Some people don’t know any better. – It took me some time to realize that those above mentioned assholes just didn’t know any better. They couldn’t possibly tell that my son had a brain injury that caused him to lash out when scared, angry or frustrated. They didn’t know that when he was a toddler screaming was his only form of communication. They didn’t know about his speech delay. And they didn’t know that just the seams of his socks in the wrong position caused extreme reactions. Not every child with a disability shows it on the outside, some disabilities can’t be seen.
Sometimes they are only noticeable when something is wrong. Not everyone is able to understand or deal with it when those issues come up. All they see is a child laying on the ground screaming. So I have learned to take everything with a grain of salt. Now when a situation comes up where I have to deal with someone who feels they need to ‘help’ me parent. I remind myself that some people just don’t know any better and I smile and walk away. (OK sometimes I still call them assholes in my mind, but not as much as I used to.)

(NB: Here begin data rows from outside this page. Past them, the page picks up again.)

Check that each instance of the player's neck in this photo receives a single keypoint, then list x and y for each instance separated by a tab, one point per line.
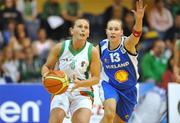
76	45
114	44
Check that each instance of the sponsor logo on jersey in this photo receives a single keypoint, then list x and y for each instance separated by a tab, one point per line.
121	76
114	66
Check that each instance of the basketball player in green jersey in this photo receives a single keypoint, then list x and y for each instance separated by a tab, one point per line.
80	60
177	61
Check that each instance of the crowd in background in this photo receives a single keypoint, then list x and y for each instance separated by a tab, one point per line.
26	36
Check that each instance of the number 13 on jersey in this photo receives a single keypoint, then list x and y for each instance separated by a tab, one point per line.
114	57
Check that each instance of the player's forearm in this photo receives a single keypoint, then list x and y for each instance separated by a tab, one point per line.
44	70
90	82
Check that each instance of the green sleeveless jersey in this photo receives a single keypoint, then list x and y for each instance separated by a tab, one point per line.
75	62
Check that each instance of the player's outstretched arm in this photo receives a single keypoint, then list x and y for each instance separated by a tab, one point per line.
133	39
51	60
176	70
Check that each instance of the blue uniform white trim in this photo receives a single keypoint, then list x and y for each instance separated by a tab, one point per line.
119	77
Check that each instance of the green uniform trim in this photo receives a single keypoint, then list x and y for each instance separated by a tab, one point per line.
89	59
62	48
178	44
89	93
75	52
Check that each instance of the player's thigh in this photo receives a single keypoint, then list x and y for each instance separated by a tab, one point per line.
60	102
81	115
57	115
109	107
117	119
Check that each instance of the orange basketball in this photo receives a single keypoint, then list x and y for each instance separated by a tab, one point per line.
56	82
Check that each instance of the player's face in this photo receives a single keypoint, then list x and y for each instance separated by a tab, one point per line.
80	31
114	30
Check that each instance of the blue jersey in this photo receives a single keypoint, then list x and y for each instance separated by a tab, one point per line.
119	68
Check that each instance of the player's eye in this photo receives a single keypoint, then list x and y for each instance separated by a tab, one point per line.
116	29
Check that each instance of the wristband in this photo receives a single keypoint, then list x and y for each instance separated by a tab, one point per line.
136	33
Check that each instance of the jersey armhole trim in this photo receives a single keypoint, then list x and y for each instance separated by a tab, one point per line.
62	49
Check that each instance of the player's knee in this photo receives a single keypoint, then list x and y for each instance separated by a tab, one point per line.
56	116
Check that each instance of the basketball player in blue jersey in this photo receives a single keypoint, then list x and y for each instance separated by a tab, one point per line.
119	69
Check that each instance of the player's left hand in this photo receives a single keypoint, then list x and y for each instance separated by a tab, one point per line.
140	9
77	83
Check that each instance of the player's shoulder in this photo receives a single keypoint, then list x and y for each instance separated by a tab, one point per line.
103	42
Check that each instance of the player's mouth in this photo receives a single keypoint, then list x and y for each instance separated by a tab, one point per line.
112	36
82	35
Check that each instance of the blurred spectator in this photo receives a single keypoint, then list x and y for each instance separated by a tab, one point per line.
29	68
174	6
52	20
115	11
19	41
42	44
28	9
70	12
10	66
174	32
9	32
160	18
2	78
1	40
9	13
168	75
177	61
153	64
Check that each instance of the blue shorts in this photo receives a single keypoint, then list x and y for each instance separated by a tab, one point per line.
126	99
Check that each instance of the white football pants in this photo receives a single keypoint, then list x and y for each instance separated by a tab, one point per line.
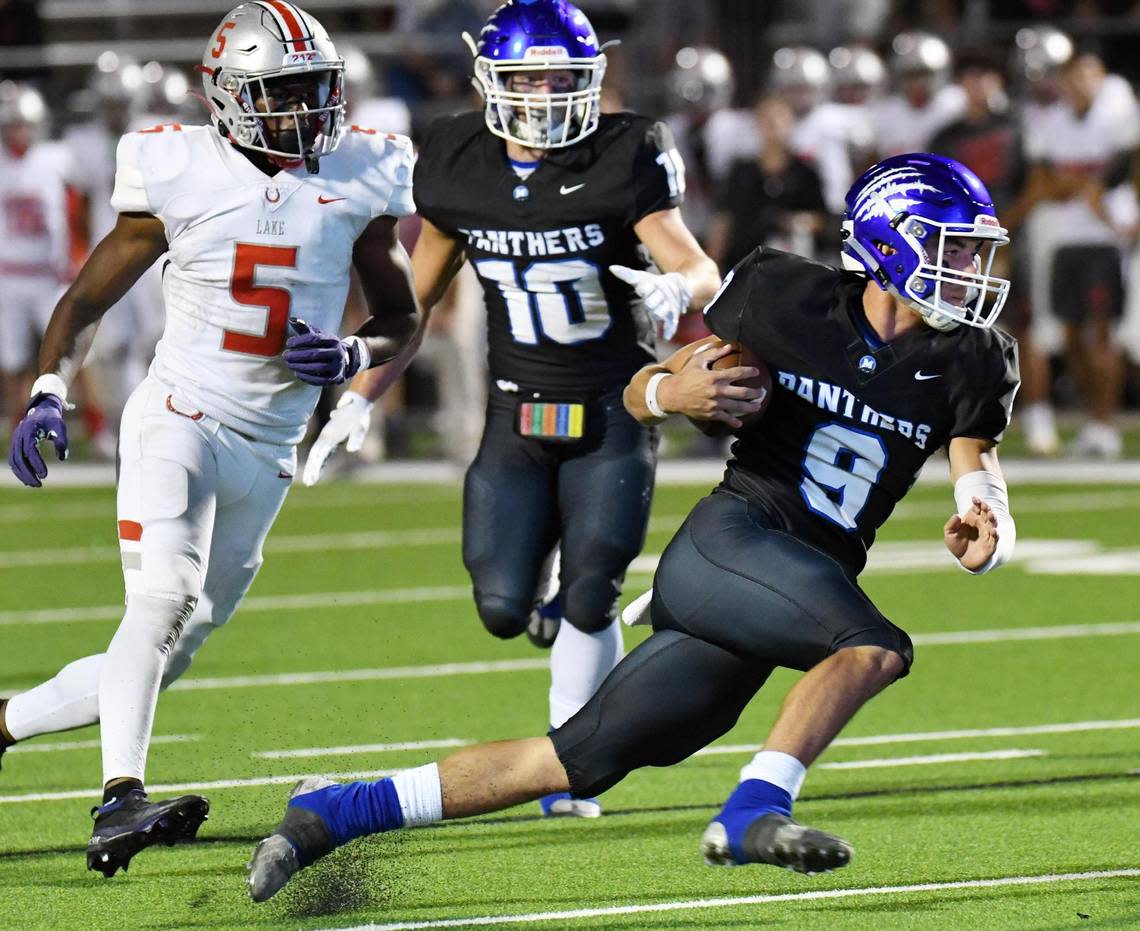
195	503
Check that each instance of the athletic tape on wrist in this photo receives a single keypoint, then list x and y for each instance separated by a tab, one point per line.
651	401
992	490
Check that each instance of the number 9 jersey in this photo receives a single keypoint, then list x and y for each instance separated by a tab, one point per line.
249	251
852	419
542	244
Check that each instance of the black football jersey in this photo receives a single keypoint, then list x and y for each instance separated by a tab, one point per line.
558	320
849	425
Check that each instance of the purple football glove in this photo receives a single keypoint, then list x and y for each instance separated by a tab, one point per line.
43	421
320	358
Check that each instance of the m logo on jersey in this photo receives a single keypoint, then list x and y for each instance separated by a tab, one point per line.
887	195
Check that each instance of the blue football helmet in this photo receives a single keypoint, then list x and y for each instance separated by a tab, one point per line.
904	225
535	35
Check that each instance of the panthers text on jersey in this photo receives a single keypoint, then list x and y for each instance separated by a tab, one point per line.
558	319
852	421
246	253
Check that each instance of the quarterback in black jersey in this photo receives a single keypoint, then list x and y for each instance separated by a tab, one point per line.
559	209
873	372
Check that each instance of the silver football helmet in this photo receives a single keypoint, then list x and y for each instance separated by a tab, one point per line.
274	82
21	105
919	52
700	79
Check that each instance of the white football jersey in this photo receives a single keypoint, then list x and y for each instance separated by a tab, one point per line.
1064	139
34	229
901	128
246	253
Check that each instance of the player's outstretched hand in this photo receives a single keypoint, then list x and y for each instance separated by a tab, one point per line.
319	358
972	537
667	296
43	421
706	393
348	424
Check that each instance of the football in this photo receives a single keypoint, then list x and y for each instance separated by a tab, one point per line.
742	356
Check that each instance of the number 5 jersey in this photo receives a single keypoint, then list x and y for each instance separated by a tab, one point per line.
249	251
542	244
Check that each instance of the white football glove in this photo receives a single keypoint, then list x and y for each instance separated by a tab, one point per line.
348	424
667	296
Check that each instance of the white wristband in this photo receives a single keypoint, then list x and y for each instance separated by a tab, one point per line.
358	402
992	490
53	384
365	352
651	401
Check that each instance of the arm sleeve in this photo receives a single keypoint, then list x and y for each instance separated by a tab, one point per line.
985	414
658	173
402	160
130	194
426	177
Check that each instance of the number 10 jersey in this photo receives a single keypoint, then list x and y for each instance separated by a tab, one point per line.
249	251
542	245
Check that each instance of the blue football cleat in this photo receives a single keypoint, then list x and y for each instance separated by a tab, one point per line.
544	623
301	839
737	836
561	805
124	826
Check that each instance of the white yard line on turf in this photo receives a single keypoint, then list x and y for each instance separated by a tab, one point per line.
53	748
364	748
668	472
200	786
325	601
933	759
439	670
922	736
380	539
691	905
716	750
281	542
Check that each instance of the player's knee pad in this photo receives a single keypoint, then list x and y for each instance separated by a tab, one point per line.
154	621
897	650
668	699
503	617
589	602
197	629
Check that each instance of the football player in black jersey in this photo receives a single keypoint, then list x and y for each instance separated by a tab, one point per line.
554	204
874	370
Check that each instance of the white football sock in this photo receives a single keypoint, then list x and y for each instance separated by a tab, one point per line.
579	663
421	794
68	700
781	769
129	682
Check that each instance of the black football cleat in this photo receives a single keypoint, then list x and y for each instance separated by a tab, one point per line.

It’s not personal. – Now that my son is a teenager I am dealing with puberty, hormones and all the attitude that comes with them. Add on the problems that come with a brain injury and my son is a powder keg most of the time. The smallest spark can set him off and he explodes. When he does have an episode there are times when I feel bad or responsible for the problem. As parents we often blame ourselves when our children have problems or issues. If only we had said ‘no’ more. If only we hadn’t given them processed foods. If only, if only, if only. I have to remind myself not to take it personally when my son has one of these episodes. The times when he says mean things because he is so frustrated, I can’t take it personally. Because I know that he is only lashing out because he doesn’t know how else to handle it. I wait for the storm to pass. Then, when he is calm enough to understand and process what I tell him, we go over the issue. We talk about what happened and how he can better handle it next time.
My son is one of the most amazing young men in the world. He has worked so hard to get where he is today and we as a family have struggled with him through all the ups and downs. We still have a long way to go and a lot more work to do. And while I try to teach him how to manage his disability – he teaches me too. And I am a better person and mother because of it.